Consider an extreme case as an illustrative example: suppose a zombie apocalypse virus, like in 28 Days Later or World War Z, has begun infecting people. By hypothesis, allowing this disease is a disaster, greater than any disaster humanity has experienced. Suppose governments can stop the disease, but only if they forcibly vaccinate everyone. It seems the need to prevent the zombie apocalypse overrides individuals' rights to refuse medication.

In principle, this argument might work, but as of now, it probably does not do the work we need it to do or it would do that work only if things got much worse. Consider the situation in the USA right now: most Americans receive vaccines. A sizeable (and growing) minority refuses to do so, and as a result, certain diseases are once again spreading. But while the spread of such diseases is bad, the number of cases, and especially the number of resulting deaths or long-term complications, is still statistically very low, and so the long-term consequences are still not quite bad enough to be called a disaster.

Arguably, we are not yet at the threshold of badness in which the need to avoid disaster trumps individual rights. If very few citizens were being vaccinated, or if the diseases were much worse, this ‘Avoiding Disaster Trumps Rights’ argument might work. But without here trying to defend a theory of just where the line between bad and disastrously bad is, it seems unlikely that most libertarians would or must accept that recent outbreaks qualify as a rights-trumping disasters.

Advocates of mandatory vaccination might instead attempt to defend vaccination on paternalist grounds. ‘Hard paternalism’ refers to government policies that coerce citizens into performing certain actions, or avoiding other actions, for their own good.

But of course that is a non-starter for a libertarian. Libertarians believe that we must respect adults' rights to make stupid, self-destructive choices, though these decisions are, by hypothesis, stupid and self-destructive. Libertarians might accept that governments or other agencies should advertise that vaccines are effective and safe, and they might think it fine for doctors to refuse to take on patients who refuse vaccinations. But they would stop short of requiring that adults be vaccinated.
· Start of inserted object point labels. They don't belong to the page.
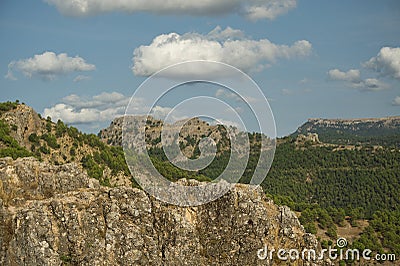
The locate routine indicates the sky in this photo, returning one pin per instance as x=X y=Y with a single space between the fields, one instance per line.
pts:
x=82 y=60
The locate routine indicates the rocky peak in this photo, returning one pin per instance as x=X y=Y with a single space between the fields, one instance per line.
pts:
x=24 y=121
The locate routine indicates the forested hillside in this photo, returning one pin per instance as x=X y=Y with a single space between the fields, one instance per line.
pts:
x=329 y=184
x=372 y=131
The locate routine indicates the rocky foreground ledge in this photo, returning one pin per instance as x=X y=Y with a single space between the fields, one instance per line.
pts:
x=56 y=215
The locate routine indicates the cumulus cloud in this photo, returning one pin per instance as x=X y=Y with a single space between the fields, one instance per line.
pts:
x=353 y=75
x=229 y=46
x=48 y=66
x=352 y=78
x=387 y=62
x=396 y=101
x=80 y=78
x=251 y=9
x=74 y=109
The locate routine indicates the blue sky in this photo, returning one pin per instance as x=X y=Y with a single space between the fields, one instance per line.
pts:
x=329 y=59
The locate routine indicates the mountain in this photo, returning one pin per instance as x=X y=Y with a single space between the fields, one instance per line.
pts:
x=371 y=131
x=61 y=204
x=337 y=189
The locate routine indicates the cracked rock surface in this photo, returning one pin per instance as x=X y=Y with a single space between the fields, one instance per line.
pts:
x=56 y=215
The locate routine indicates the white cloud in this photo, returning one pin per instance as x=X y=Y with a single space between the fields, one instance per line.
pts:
x=396 y=101
x=227 y=46
x=80 y=78
x=353 y=80
x=74 y=109
x=371 y=85
x=251 y=9
x=387 y=62
x=48 y=66
x=353 y=75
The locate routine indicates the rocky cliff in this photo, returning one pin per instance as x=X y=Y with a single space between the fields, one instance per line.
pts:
x=56 y=215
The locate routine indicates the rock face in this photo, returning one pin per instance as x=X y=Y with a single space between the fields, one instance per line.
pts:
x=81 y=223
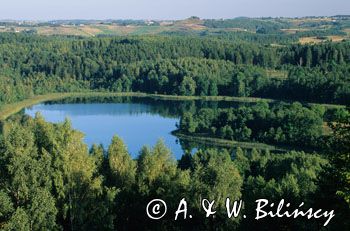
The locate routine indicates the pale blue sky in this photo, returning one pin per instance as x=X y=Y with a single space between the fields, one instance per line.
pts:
x=166 y=9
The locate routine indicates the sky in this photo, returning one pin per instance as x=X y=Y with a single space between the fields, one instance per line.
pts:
x=167 y=9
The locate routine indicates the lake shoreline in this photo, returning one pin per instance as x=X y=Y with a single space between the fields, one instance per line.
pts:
x=227 y=143
x=9 y=109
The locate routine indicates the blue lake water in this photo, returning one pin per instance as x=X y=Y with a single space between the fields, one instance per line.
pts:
x=133 y=122
x=138 y=121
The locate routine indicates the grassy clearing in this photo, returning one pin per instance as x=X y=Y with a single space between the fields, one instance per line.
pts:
x=10 y=109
However, most of the important vaccines are vaccines for children rather than adults, and that significantly changes the paternalist argument. While libertarians (and liberals in general) might be averse to forcing adults to take medicine for their own good, it is not as obvious that the state cannot force parents or guardians to vaccinate their children for the children's good. But whether this kind of argument can be made to work is a tricky question. We have to determine what sorts of negative rights children have as well as what positive rights they hold against their guardians, and at the same time determine to what degree the state and children's guardians have rights to a say over what happens to the children. Whether mandatory childhood vaccines can be defended on paternalist grounds is further complicated by the fact that vaccines are largely a collective action problem. It is not literally true that any particular child must be vaccinated to protect that child from disease; rather, what matters is that a sufficiently high enough percentage of the population be vaccinated.
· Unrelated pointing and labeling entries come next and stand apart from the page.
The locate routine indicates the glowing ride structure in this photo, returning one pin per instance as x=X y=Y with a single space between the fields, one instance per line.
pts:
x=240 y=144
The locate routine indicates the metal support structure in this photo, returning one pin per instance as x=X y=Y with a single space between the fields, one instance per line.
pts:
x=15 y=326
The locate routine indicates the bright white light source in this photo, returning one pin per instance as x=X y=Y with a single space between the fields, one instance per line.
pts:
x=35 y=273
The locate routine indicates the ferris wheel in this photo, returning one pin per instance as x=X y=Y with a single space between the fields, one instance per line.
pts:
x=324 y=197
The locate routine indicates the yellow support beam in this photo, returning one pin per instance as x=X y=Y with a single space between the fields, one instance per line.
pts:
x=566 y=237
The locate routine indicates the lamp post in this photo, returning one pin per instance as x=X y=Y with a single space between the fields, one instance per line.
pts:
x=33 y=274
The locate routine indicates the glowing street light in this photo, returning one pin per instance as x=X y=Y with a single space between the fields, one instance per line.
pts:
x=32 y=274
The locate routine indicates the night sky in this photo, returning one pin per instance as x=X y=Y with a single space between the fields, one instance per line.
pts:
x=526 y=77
I will remain agnostic here about whether paternalism for children can (1) be shown to be compatible with libertarianism and (2) be used to justify mandatory vaccination. Instead, let us turn to a more promising line of argument, which holds instead that mandatory vaccination is permissible to protect individuals from the imposition of undue risk of harm.

Stopping harm to others

While libertarians reject coercive paternalism or using coercion to force adults to help one another, they do accept using coercion to prevent people from wrongly harming each other. To be clear, libertarians (and liberals in general) believe we sometimes have the liberty to hurt each other in certain ways. So, for example, they hold that speakers have the right to engage in ‘hate speech’, even if it hurts victims,15 ,16 or that businesses have the right to impose pecuniary externalities on their competitors, even though this may put their competitors out of business and leave them destitute (p. 143).17 However, we may not harm each other by initiating violence, poisoning one another or committing fraud. So, libertarians have to ask themselves some hard questions: Do individuals have a right to expose others to dangerous diseases? Is it ever permissible to use coercion to stop people from exposing one another to dangerous disease?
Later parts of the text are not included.